Avaz Hashim oglu Verdiyev (Əvəz Həşim oğlu Verdiyev; 1916–1 May 1945) was an Azerbaijani Red Army Senior Sergeant and a Hero of the Soviet Union. Verdiyev was awarded the title on 23 September 1944 for his actions during the Lvov–Sandomierz Offensive. During the offensive, he reportedly raised the red flag at the Staszów town hall during its capture. Verdiyev was seriously wounded in the Battle of Berlin and died of wounds on 1 May 1945.

== Early life ==
Verdiyev was born in 1916 in Bülbülə to a working-class family. He was orphaned at the age of three. Verdiyev then moved to Kushchular. At the age of 20 he returned to Baku, working at the Ordzhonikidze Engineering Plant, where he studied at a school for working youth. In 1939 Verdiyev was drafted into the Red Army. He fought in the Soviet invasion of Poland and the Winter War. He was demobilized in 1940 and returned to Baku, working at the plant.

== World War II ==
Verdiyev was drafted into the Red Army again in June 1941. He fought in combat from December on. During fighting near Rostov-on-Don Verdiyev was wounded. A few months later, after recovering from his wound, Verdiyev returned to the front. He fought in battles in Ukraine and Poland. From 1944 he served with the infantry battalion of the 55th Guards Tank Brigade of the 7th Guards Tank Corps. He became a submachine gun squad leader and Senior Sergeant.

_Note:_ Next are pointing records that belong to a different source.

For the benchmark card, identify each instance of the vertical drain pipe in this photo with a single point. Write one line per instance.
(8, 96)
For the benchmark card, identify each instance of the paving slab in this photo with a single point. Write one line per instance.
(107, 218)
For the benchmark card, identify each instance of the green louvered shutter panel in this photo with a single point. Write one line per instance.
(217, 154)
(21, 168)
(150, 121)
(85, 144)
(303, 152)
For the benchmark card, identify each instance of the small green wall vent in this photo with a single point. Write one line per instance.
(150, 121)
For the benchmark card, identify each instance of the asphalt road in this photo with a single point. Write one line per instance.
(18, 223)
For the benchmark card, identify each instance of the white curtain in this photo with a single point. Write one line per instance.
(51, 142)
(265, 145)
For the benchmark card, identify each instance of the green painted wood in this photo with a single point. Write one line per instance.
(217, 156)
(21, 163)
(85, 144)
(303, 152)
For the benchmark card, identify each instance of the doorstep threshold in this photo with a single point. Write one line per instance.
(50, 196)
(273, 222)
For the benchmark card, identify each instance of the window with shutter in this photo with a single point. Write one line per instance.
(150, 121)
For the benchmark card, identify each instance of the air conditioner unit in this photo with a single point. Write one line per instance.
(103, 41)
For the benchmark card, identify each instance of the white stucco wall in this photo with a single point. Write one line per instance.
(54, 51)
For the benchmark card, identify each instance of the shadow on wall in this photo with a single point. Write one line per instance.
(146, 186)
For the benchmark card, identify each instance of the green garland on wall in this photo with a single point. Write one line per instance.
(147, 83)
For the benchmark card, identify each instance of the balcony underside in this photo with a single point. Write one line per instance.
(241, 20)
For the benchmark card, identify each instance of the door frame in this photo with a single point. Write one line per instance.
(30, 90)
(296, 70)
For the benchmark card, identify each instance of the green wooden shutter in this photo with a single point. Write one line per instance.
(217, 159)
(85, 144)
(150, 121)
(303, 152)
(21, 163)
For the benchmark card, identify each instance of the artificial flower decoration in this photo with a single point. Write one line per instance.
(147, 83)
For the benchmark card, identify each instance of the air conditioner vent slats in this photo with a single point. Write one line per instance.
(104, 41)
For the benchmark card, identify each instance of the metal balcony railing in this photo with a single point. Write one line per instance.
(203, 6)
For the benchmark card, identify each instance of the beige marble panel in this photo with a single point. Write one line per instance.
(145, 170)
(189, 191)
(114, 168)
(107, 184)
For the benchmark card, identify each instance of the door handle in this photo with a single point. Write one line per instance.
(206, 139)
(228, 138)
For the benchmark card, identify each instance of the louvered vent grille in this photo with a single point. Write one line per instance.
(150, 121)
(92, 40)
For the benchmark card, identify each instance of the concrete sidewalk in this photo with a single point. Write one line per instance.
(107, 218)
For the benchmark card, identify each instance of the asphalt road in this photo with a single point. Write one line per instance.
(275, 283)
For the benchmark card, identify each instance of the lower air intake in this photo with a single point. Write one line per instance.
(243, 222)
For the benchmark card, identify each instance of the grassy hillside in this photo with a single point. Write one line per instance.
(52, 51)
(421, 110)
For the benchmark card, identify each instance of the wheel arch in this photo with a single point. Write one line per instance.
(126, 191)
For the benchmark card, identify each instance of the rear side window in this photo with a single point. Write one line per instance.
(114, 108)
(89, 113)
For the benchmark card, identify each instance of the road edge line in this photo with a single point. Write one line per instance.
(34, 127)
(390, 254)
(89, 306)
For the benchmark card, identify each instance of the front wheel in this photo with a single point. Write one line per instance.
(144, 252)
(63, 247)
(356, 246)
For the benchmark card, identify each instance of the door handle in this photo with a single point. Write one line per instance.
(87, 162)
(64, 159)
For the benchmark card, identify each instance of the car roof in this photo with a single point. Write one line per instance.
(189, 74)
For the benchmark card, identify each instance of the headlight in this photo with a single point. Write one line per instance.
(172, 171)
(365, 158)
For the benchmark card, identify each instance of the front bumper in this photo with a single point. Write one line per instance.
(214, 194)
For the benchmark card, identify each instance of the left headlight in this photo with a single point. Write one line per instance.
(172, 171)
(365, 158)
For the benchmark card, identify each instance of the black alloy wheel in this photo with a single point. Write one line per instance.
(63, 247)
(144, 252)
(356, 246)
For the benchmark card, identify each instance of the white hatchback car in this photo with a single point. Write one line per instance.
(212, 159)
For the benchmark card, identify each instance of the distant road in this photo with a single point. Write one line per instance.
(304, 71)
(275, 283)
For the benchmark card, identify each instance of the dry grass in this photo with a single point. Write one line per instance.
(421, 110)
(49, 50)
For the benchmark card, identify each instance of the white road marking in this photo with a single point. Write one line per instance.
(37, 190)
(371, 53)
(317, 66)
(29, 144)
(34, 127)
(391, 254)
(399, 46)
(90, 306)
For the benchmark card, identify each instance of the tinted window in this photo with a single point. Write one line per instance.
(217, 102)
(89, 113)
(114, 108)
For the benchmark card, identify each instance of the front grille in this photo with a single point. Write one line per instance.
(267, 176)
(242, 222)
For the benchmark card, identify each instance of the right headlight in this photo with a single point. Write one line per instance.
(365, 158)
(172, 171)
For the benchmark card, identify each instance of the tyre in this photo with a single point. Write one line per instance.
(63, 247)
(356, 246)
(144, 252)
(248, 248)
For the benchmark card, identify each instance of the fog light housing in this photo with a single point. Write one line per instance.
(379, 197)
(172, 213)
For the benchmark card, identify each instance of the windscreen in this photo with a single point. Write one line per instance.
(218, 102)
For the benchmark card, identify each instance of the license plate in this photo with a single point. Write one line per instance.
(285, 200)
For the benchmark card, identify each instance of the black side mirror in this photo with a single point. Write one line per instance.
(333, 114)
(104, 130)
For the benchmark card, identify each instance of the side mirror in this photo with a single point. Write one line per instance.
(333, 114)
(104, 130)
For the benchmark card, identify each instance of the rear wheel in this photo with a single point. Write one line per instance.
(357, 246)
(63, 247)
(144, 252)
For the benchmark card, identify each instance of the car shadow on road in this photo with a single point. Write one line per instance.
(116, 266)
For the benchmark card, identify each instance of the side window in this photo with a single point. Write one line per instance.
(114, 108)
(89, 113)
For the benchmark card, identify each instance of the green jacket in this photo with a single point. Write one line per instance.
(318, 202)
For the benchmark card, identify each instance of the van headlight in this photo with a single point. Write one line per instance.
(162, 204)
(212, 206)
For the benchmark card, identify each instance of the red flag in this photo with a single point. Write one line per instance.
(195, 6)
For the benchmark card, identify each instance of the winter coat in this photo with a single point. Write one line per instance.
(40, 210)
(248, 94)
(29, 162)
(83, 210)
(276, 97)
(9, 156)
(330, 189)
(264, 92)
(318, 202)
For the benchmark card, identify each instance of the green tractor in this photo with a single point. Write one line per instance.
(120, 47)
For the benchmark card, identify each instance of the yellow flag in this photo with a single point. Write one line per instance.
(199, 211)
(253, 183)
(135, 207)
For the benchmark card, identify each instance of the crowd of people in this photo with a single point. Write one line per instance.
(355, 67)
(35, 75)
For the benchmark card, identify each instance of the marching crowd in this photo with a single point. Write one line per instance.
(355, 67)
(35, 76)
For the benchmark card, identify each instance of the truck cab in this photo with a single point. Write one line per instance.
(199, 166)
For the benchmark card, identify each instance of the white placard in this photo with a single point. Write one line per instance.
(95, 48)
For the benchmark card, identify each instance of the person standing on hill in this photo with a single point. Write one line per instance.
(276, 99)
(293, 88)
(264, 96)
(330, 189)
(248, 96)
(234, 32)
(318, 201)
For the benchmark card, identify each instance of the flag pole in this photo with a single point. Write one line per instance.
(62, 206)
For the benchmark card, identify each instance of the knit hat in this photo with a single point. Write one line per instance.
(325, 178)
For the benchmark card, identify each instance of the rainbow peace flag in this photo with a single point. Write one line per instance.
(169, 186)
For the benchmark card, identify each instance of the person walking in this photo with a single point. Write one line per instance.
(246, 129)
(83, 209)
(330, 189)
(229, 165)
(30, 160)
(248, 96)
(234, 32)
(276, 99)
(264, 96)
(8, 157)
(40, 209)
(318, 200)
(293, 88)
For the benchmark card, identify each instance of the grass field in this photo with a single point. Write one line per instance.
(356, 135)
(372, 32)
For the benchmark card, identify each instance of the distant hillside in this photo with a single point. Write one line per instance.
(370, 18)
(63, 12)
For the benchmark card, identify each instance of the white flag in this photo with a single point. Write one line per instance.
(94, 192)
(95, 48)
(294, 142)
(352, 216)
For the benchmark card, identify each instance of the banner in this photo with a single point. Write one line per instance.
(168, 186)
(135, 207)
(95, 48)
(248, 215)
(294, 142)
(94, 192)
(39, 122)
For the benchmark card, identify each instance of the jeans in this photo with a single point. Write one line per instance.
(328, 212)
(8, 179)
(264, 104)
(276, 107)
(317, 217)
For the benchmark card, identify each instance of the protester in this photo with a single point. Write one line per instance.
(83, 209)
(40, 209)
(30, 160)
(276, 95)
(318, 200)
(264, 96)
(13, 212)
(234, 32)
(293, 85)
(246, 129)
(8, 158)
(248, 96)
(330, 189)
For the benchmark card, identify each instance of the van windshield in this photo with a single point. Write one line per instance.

He fought in the Lvov–Sandomierz Offensive during the summer of 1944. On 22 July, during the attack on Kulykiv in Lviv Oblast, Verdiyev and his squad reportedly bypassed the German positions. They reportedly used grenades to destroy two medium machine guns and two mortars, allowing the battalion's advance. On 31 July his squad crossed the Vistula near Baranów Sandomierski. Verdiyev helped capture a bridgehead on the left bank and his squad reportedly destroyed two German machine guns. On 2 August, during the battle for Staszów, the squad advanced to the German firing positions and with grenades reportedly destroyed a machine gun and three mortars. Verdiyev reportedly advanced into the city riding on the hull of a tank. Along with the tank commander, he reportedly hoisted a red flag over the town hall, capturing two German soldiers. On 23 September Verdiyev was awarded the title Hero of the Soviet Union and the Order of Lenin.

During the storming of Zehlendorf, a suburb of Berlin, during the Battle of Berlin, Verdiyev was seriously wounded on 26 April 1945. He died on 1 May at the hospital. He was buried in the city of Boleslawiec in Poland.

== Legacy ==
Busts of Verdiyev were placed at his home in Baku and in Lachin. A plaque was placed on the factory where he worked.